Address by Shri M. Hamid Ansari, Honble Vice President of India at the Golden Jubilee Foundation Day Function of Maulana Azad Medical College on 26th February 2008 at 1530 hours


New Delhi | February 26, 2008

It is my pleasure to be here today at the Golden Jubilee Foundation Day function of the Maulana Azad Medical College (MAMC). Since its inception in 1958, it has evolved as a premier institution in medical education in the country. It is also an institution with a unique history. Built in a previous jail complex, its role in the pre-independence era is associated with several historical events. Thousand of freedom fighters were jailed here and many freedom fighters hanged at the gallows at this jail complex. As Pt. Govind Ballabh Pant noted while laying the foundation stone of the College in 1959, “a symbol of our people’s suffering was to become a place which would now help to relieve it”.

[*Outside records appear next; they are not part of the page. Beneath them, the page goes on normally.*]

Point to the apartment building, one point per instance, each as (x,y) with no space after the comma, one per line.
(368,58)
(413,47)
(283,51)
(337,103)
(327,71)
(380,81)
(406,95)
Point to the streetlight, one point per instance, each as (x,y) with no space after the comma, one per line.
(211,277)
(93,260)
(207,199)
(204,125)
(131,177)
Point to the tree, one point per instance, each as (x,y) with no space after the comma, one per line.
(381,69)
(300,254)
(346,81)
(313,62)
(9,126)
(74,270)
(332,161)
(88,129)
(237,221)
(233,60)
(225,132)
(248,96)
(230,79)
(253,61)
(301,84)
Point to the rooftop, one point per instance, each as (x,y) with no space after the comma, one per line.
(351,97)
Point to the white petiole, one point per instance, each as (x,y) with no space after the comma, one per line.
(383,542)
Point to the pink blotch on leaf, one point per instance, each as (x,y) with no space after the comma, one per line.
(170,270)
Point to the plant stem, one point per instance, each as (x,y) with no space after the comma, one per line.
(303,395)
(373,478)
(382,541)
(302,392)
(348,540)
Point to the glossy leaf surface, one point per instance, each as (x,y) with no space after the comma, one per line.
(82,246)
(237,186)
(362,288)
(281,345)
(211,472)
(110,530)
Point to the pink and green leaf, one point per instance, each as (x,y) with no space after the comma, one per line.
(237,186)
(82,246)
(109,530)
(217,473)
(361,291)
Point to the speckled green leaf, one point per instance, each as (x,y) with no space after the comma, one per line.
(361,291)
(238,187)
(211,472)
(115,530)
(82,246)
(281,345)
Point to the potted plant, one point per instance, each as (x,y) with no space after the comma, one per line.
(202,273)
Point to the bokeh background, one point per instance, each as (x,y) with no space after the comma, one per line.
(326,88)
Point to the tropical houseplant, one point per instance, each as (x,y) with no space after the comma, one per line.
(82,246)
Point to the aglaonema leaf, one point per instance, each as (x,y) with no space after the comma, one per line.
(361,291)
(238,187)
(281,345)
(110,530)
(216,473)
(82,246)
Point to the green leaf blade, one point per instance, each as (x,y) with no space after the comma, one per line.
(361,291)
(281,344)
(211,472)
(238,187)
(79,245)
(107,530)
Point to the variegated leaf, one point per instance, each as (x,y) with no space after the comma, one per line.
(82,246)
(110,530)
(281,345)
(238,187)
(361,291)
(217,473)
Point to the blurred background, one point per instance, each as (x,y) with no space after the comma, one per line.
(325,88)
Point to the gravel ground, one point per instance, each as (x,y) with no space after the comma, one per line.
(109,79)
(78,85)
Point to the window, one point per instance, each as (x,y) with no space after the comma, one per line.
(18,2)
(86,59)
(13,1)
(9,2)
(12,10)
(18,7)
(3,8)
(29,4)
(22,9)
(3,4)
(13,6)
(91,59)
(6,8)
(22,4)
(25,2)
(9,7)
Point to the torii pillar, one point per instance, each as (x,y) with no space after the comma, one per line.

It is also very appropriate that the college is named after Maulana Abul Kalam Azad, a great scholar, visionary political leader and the country’s first Education Minister who over saw the establishment of our national education system and institutions of higher education. Maulana Azad’s message of nurturing our multiple identities within the framework of a strong, united and secular India has acquired new relevance in the India of today. The young medical students of the college today, and their predecessors, have been fortunate to be trained in such an institution.

Ladies and Gentlemen

I come to this institution of excellence also to talk about the crisis in medical education in our country. To quote the National Knowledge Commission, “health related education and training has become more urban oriented, doctor-centric and technology-driven; ….it is directionless, unregulated and non-standardised;… the quality, quantity and distribution of the health oriented human resources being produced leaves much to be desired”. Let us look at some of the facts:

  • The 262 medical colleges established in the country are all located in urban areas where less than a third of India’s population lives.
  • While we train over twenty eight thousand doctors annually, we only train twenty thousand nurses and have limited para-medical training facilities and resources. We have a doctor to nurse ratio of 1:1.35 as compared to 1:3 in the developed world.
  • The doctor population ratio in India is 1:1722. A vast majority of our masses living in rural area have no access to systemic three-tiered healthcare facilities. The laws of supply and demand have meant that ill trained quacks fill the gap.
  • 83% of total health expenditure is in the private sector, which in turn, exercises the dominant influence in the health system
  • Six states in the country – Maharashtra, Karnataka, Andhra Pradesh, Tamil Nadu, Kerala and Gujarat – cover 63% of the total number of medical colleges and 67% of total medical seats. In comparison, there are only 3% of medical colleges in the North Eastern states. This grossly uneven regional distribution has an impact on the availability of trained doctors and para-medical staff across the length and breath of the country.

Ladies and Gentlemen

The above statistics point to the failure of the current medical education programmes to address the significant disparities that exist across various dimensions – rural-urban; across various states and regions; between doctors, nurses and other para-medical staff. In terms of public policy, medical education is even more important because it lies at the confluence of education and health. If we have to achieve the millennium development goals that encapsulate human development trends, then an urgent focus on reforming medical education in the country would be a critical input.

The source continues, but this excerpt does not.